Diante da situação, a mãe de Jonas Abel, Karine Oliveira, buscou a direção da escola e solicitou a abertura de um Processo Administrativo Disciplinar (PAD) contra o professor. Ela explicou que, embora tenha recebido um tratamento receptivo por parte da gestão do Campus onde seu filho estuda, o mesmo não ocorreu no setor administrativo do instituto. “Passaram-se cerca de seis meses apenas para autorizar a abertura da comissão responsável por levar o PAD adiante. Depois, foram necessários mais meses até que a comissão me chamasse para conversar”, relatou Karine.

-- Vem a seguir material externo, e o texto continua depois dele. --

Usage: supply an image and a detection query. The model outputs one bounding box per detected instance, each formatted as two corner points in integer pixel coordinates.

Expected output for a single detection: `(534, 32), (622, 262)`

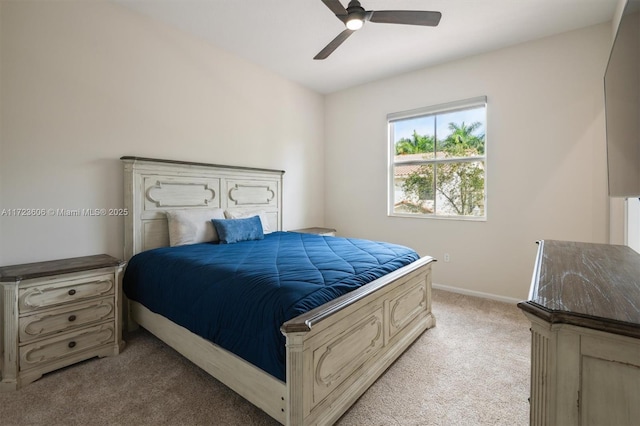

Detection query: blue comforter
(123, 232), (419, 381)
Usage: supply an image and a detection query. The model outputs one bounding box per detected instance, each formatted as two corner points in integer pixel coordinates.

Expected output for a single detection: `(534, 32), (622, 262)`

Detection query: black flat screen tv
(604, 0), (640, 198)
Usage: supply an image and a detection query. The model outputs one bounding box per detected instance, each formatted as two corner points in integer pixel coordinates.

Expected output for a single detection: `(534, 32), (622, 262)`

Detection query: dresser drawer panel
(19, 297), (115, 342)
(18, 274), (115, 313)
(20, 323), (116, 371)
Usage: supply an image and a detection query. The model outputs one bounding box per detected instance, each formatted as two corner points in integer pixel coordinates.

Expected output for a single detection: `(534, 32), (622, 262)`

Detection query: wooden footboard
(282, 257), (435, 425)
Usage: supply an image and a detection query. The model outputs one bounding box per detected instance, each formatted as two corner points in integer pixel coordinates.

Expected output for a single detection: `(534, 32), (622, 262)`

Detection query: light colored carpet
(0, 290), (530, 426)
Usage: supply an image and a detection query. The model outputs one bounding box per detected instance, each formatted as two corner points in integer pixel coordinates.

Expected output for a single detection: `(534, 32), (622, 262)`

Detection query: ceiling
(113, 0), (620, 93)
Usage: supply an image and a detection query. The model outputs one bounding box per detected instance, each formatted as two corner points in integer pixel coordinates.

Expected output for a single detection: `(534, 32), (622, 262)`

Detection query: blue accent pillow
(211, 216), (264, 244)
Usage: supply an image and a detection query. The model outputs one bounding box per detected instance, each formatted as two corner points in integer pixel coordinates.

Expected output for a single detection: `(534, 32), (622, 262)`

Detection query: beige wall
(325, 24), (611, 299)
(0, 2), (611, 299)
(0, 1), (324, 265)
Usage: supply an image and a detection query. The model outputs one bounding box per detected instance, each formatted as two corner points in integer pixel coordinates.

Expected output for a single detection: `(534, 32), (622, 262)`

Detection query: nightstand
(289, 227), (336, 237)
(0, 254), (125, 391)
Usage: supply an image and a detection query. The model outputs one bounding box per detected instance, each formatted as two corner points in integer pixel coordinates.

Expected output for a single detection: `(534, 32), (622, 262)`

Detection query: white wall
(0, 1), (324, 265)
(325, 24), (611, 299)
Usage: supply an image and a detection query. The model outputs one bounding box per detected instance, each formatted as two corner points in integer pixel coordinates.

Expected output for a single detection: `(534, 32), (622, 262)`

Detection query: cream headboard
(121, 157), (284, 260)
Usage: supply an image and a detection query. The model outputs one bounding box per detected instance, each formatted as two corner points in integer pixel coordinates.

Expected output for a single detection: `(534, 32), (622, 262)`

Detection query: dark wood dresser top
(0, 254), (124, 282)
(518, 240), (640, 338)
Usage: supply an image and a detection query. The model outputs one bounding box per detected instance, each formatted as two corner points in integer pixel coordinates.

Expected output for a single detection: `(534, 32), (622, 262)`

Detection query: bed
(122, 157), (435, 425)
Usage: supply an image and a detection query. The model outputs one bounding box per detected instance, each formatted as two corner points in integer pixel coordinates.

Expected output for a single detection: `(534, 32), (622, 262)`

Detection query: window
(387, 96), (487, 220)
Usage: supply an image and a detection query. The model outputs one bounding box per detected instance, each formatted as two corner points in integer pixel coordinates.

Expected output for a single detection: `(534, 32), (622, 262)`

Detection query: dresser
(0, 254), (125, 391)
(518, 240), (640, 426)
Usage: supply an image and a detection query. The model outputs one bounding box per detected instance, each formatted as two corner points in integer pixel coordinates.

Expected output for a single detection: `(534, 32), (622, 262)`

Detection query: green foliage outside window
(395, 122), (485, 216)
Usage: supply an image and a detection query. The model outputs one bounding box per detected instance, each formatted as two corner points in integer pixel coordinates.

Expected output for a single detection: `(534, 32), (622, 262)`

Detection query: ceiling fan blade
(368, 10), (442, 27)
(322, 0), (347, 17)
(313, 29), (355, 59)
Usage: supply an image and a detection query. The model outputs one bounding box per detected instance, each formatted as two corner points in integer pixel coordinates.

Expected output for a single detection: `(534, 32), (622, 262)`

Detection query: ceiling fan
(313, 0), (442, 59)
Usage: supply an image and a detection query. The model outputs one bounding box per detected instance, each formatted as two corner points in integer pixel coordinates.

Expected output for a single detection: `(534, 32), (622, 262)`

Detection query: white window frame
(387, 96), (488, 222)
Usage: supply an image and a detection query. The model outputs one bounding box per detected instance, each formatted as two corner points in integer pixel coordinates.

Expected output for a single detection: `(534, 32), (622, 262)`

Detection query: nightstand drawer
(19, 297), (115, 343)
(20, 322), (116, 371)
(18, 273), (115, 314)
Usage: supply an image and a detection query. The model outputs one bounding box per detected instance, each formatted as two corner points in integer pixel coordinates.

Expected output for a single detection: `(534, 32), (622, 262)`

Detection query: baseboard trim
(431, 283), (523, 303)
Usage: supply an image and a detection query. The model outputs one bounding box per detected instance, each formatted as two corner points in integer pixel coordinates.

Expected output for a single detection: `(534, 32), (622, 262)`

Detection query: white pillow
(166, 209), (224, 247)
(224, 210), (273, 234)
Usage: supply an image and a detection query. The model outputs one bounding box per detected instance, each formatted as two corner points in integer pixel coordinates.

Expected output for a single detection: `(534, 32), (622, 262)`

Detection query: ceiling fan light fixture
(345, 16), (364, 31)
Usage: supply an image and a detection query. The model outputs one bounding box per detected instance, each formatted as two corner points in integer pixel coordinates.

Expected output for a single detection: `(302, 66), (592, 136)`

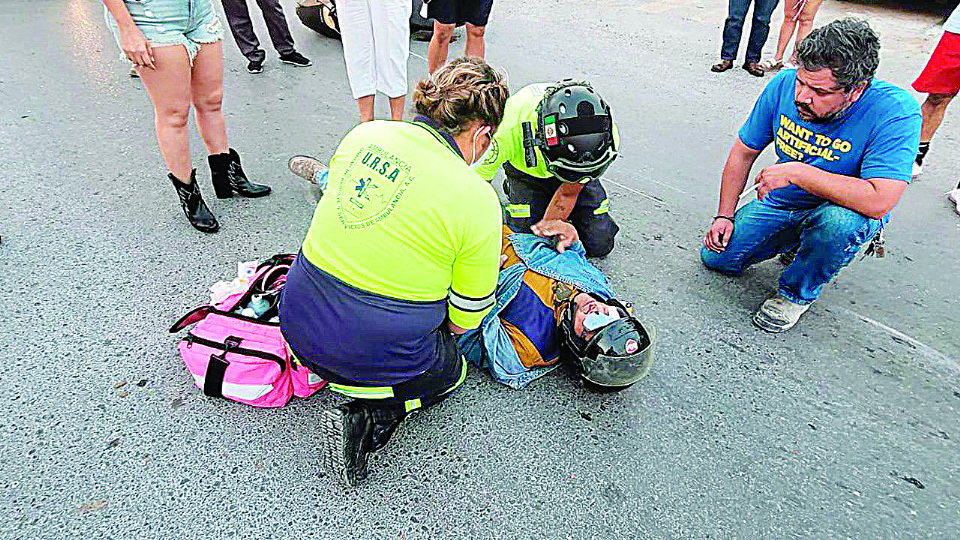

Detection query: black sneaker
(280, 51), (313, 67)
(320, 401), (373, 486)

Karine relatou que a comissão a informou que não entraria com o processo e que faria um termo de ajustamento de forma compartilhada. “Infelizmente, a estrutura interna não colaborou e eu vou tomar novas providências”. Com a falta de resolução por parte da instituição, a mãe do garoto registrou um boletim de ocorrência para dar andamento ao caso.
A busca ativa e o acesso dos corpos trans e travestis
Uma das estratégias usadas pelas secretarias de educação ao redor do Brasil, como ferramenta que visa identificar alunos que estão em situação ou em risco de evasão ou que já estão fora do ambiente escolar, é a Busca Ativa Escolar (BAE). A ferramenta está prevista na Constituição Federal desde 1996, por meio da Lei nº 9.394, a Lei de Diretrizes e Bases da Educação Nacional.
Para cumprir a busca, os estados e municípios devem desenvolver ações para manter a base de contatos e realizar o mapeamento dos alunos que não estão matriculados nas escolas ou que não finalizaram regularmente o ano letivo. Com isso, as famílias e os estudantes são contactados, com o objetivo de entender o motivo para a falta de regularidade escolar.
“A escola, no seu projeto político-pedagógico, deve garantir que esse tema esteja contemplado: falar sobre a diversidade, sobre acolhimento. Recentemente, fiz um questionamento sobre a busca ativa: procuram as alunas travestis e transexuais, os alunos transexuais, quando eles deixam de frequentar a escola? Eu acredito que não”, declarou Paula Beatriz.
A educadora foi a primeira gestora trans de uma escola pública do estado de São Paulo e enfatiza a importância de que esse feito se perpetue em outros educadores trans que ocupem as escolas brasileiras. “Impactará bastante, com a presença de mais. Em 2013 eu fui anunciada pela Secretaria da Educação como a primeira diretora trans, estamos em 2024, e não vieram outras”. A gestora reforça a necessidade da permanência da política educacional para a população trans e LGBTQIA+, independente do governo.
“Existe a política educacional, mas ela não é efetiva, pois há momentos que um governo trata da questão da diversidade, da identidade de gênero, orientação sexual e em outros, um silêncio total”, ressalta Paula.
O professor Bruno finaliza ressaltando que, embora o acesso de pessoas trans à educação viva uma realidade de retrocesso, a educação é a ferramenta de luta no avanço do acesso a direitos.
“Eu me torno um professor, uma figura que é a representatividade dentro desse processo. Então isso não seria possível se não fosse a educação, se não fosse as alianças afetivas dentro desse processo. A educação é essa flecha certeira, que se a gente consegue direcionar ela, ela vai abrir porta, abrir janela, trazer essa diversidade para dentro da escola.”